Context and Caveats
Genome-wide association studies have identified associations between markers in the chromosomal region 15q24-25.1 and the risk of lung cancer.
A genome-wide case–control association analysis was used to investigate relationships between single-nucleotide polymorphisms (SNPs) and the risk of familial lung cancer.
Subjects with both a family history of lung cancer and two copies of either of two high-risk alleles in 15q24-25.1 had a higher risk of lung cancer than control subjects.
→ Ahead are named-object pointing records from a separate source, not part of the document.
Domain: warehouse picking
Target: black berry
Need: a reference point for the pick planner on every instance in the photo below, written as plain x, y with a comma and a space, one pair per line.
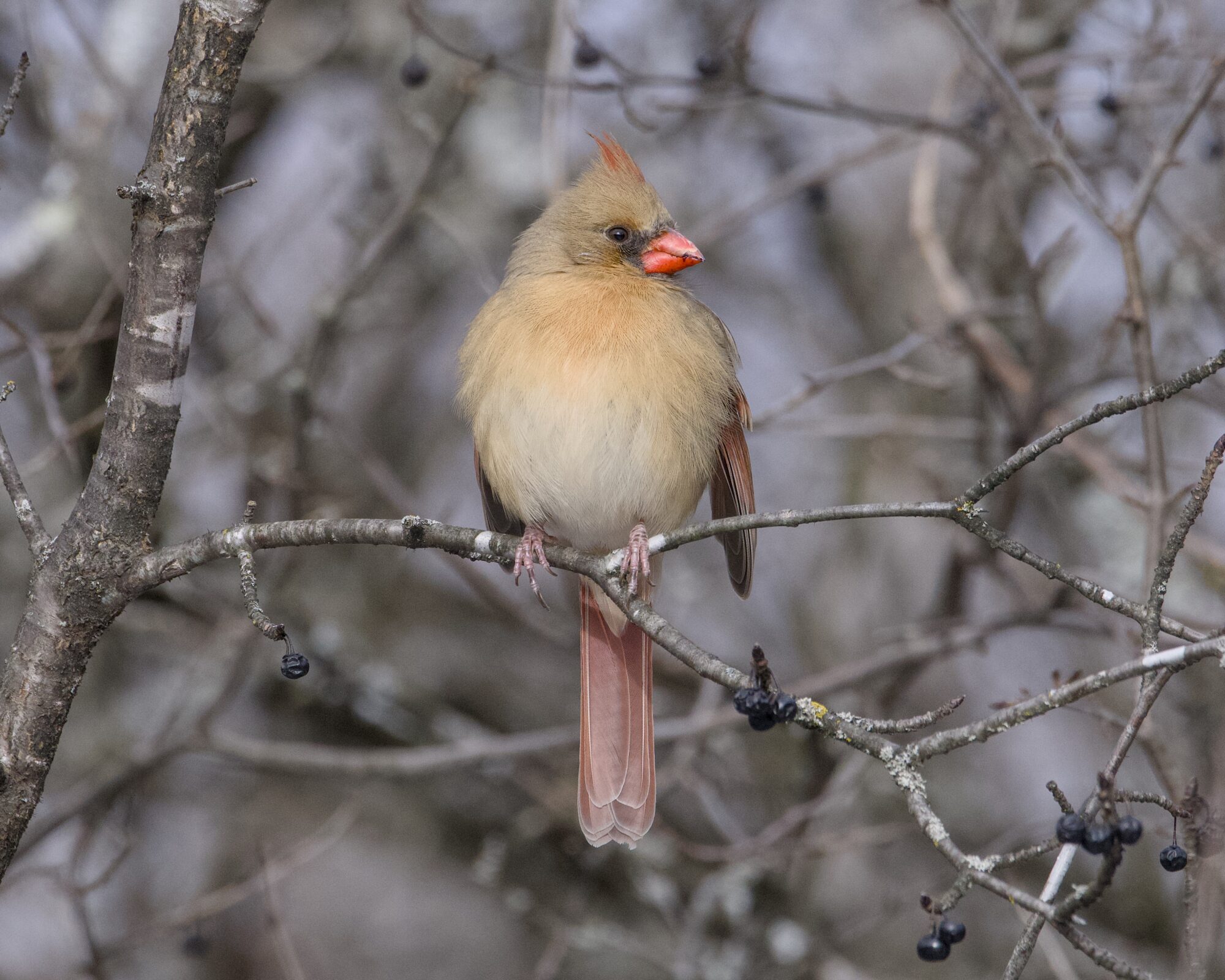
933, 949
709, 66
415, 73
752, 701
1098, 839
786, 709
1070, 830
1130, 830
1174, 858
951, 933
587, 55
295, 666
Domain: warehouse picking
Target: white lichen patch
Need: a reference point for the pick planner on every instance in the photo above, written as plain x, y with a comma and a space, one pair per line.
170, 328
167, 393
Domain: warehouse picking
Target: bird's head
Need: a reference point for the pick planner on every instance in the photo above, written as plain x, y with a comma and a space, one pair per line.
612, 219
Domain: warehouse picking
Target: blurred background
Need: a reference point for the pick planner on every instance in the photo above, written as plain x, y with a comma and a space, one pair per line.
824, 157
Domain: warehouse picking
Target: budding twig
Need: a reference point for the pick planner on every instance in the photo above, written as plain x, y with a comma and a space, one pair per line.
293, 665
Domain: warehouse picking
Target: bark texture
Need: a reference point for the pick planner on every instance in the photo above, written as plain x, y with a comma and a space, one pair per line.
75, 587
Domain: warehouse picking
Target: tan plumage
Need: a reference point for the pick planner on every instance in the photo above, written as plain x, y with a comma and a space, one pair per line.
603, 396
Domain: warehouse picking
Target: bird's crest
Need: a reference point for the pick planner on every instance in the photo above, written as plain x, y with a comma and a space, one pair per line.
616, 157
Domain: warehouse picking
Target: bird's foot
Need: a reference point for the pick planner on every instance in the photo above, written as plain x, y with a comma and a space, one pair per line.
638, 558
530, 552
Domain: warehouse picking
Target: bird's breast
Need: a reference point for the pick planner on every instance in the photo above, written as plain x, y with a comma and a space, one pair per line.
602, 416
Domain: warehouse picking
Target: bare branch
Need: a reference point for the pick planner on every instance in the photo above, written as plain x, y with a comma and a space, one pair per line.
888, 727
31, 524
1178, 657
10, 105
1027, 455
820, 380
1055, 154
1164, 156
1193, 510
74, 592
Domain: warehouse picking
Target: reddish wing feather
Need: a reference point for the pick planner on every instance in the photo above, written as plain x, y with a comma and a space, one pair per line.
732, 494
498, 519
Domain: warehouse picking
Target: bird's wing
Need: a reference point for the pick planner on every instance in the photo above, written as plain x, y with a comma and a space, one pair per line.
732, 494
497, 518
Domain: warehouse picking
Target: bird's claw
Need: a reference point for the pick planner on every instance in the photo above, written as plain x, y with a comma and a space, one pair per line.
527, 554
638, 558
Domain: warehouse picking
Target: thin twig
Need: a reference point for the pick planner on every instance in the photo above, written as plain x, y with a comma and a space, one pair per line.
890, 727
231, 188
10, 105
820, 380
31, 524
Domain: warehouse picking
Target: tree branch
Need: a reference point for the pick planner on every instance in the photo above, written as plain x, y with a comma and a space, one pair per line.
31, 524
74, 595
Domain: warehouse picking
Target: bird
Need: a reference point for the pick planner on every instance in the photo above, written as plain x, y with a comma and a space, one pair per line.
603, 401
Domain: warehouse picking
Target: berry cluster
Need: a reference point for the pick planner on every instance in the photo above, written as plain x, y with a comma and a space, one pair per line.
937, 945
765, 705
415, 73
295, 666
1097, 839
765, 709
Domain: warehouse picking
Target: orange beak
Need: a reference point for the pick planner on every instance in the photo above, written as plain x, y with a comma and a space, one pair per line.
671, 253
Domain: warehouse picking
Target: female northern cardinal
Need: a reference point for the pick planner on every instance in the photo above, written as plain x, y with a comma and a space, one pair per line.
605, 400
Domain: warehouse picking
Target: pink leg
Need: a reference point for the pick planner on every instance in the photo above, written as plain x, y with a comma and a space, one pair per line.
638, 558
530, 552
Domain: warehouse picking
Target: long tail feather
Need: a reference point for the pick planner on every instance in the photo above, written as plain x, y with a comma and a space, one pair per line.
617, 754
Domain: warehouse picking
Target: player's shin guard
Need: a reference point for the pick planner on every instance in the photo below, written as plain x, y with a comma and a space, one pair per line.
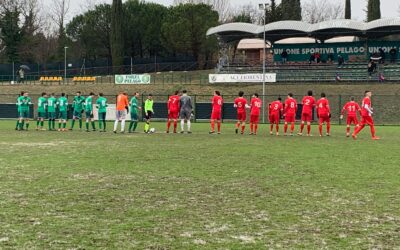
372, 128
292, 127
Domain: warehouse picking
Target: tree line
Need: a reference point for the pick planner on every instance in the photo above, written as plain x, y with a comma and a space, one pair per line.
139, 29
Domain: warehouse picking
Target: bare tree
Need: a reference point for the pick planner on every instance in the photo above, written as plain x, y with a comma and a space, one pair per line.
223, 7
315, 11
Additional research is required to identify which genetic variants in the 15q24-25.1 region are associated with a high risk of lung cancer.
Associations of risk alleles with nicotine dependence were not directly tested because the data were not available. Smoking quantity was available; however, no association between smoking quantity and the high-risk alleles was found. The small sample size may have limited the ability to detect a smaller effect size for risk alleles among heterozygotes with familial lung cancer.
From the Editors
Lung cancer can occur sporadically in people with no known family history of lung cancer or it can occur in multiple members of the same family and be designated as familial lung cancer. Evidence of a genetic basis for susceptibility to lung cancer has been demonstrated through genome-wide association studies (1–3) and segregation analyses (4–9). We conducted a genome-wide association study among individuals with a familial history of lung cancer. These individuals are members of families with three or more first-degree relatives with lung cancer that were collected as part of the Genetic Epidemiology of Lung Cancer Consortium (GELCC).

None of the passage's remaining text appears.